Итак, Ярополк оказался осажденным в Родне. После его согласия, по совету Блуда, на заключение мира с братом, воевода "посла… къ Володимеру, сице глаголя, яко "cбысться мысль твоя, яко приведу к тобе Ярополка, и пристрой оубити и". И Володимеръ же, то слышавъ, въшедъ въ дворъ теремный отень… седе ту [с вои и] съ дружиною своею"[1316]. Если верить этому сообщению, то Владимир ушел от Родни в Киев с дружиною и народным ополчением и расположился с ними на княжеском дворе. О снятии осады может свидетельствовать и совет, который дал Ярополку преданный ему Варяжко: "Не ходи, княже, оубьють тя; побегни в Печенеги и приведеши вои…"[1317]. Князь не прислушался к этим словам и, когда он прибыл к Владимиру, у входа в двери его пронзили мечами два варяга. "Блудъ же затвори двери и не да по немъ ити своимъ"[1318].

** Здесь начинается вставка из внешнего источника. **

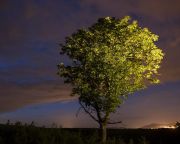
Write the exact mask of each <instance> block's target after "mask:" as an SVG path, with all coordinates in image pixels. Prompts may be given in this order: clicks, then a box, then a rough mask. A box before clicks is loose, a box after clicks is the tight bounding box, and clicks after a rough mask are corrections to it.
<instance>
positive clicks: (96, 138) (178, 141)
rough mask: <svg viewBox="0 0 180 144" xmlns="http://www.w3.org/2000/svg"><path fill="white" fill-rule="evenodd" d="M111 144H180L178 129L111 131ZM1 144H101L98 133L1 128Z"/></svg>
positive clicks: (177, 128) (63, 128)
mask: <svg viewBox="0 0 180 144" xmlns="http://www.w3.org/2000/svg"><path fill="white" fill-rule="evenodd" d="M107 134H108V137H107V144H180V128H177V129H108V131H107ZM0 144H98V129H65V128H45V127H36V126H34V125H33V124H30V125H27V124H24V125H22V124H21V123H20V122H18V123H16V124H14V125H12V124H6V125H3V124H0Z"/></svg>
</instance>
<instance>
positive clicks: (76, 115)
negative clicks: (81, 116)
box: [76, 106, 82, 117]
mask: <svg viewBox="0 0 180 144" xmlns="http://www.w3.org/2000/svg"><path fill="white" fill-rule="evenodd" d="M81 109H82V106H81V107H79V109H78V110H77V112H76V117H78V115H79V112H80V110H81Z"/></svg>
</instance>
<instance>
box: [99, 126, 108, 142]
mask: <svg viewBox="0 0 180 144" xmlns="http://www.w3.org/2000/svg"><path fill="white" fill-rule="evenodd" d="M106 138H107V129H106V124H105V123H102V124H100V139H101V143H102V144H106Z"/></svg>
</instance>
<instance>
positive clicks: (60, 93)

Прежде всего бросается в глаза поведение Владимира, который, войдя в Киев, сосредоточил на княжем дворе не только дружину, но и народное ополчение[1319]. Данное обстоятельство может свидетельствовать о том, что Владимир чувствовал себя в Киеве неуютно, как в завоеванном городе. О том, что Киев был фактически завоеван, и что роль Блуда не была решающей в обеспечении победы Владимира свидетельствуют и последующие события.
"Посемь реша варязи Володимеру: "Се градъ нашь, и мы прияхомъ е, да хочемъ имати окупъ на них, по 2 гривне от человека""[1320]. То есть, варяги прямо заявляют, что именно они взяли город и имеют право на получение с побежденных контрибуции. Противопоставить скандинавам в это время адекватные силы Владимир, по-видимому, не мог. Поэтому, с одной стороны, он держит, на всякий случай (сначала, видимо, опасаясь сторонников Ярополка, а потом — варягов) подле себя на дворе теремном дружину и народное ополчение северных территорий, а с другой стороны, стремится выиграть время, заявив норманнам: "Пождете, даже вы куны сберуть, за месяц"[1321]. В оставшееся, до истечения назначенного срока, время Владимир и его мужи смогли переломить ситуацию в свою пользу: "И ждаша за месяць, и не дасть имь, и реша Варязи: "Сольстилъ еси нами, да покажи ны путь в Греки". Онъ же рече имъ: "Идете". И избра от нихъ мужи добры, смыслены и добры[1322], и раздая имъ грады; прочии же идоша Царюграду въ Греки. И посла пред ними слы, глаголя сице царю: "Се идуть к тебе Варязи, не мози их держати въ граде, оли то створять ти зло, яко и сде, но расточи я разно, а семо не пущай ни единого""[1323].
Мы не знаем, какое "зло" сотворили варяги в Киеве[1324]. Но сложность ситуации, в которой оказался Владимир, не подлежит сомнению. Недружественная позиция горожан, против которых приходилось держать "в кулаке" вооруженные силы, продолжающееся сопротивление сторонников Ярополка, с опорой на печенегов, и, в довершение ко всему, выход из повиновения варяжского отряда, которому новгородский князь был в первую очередь обязан победой.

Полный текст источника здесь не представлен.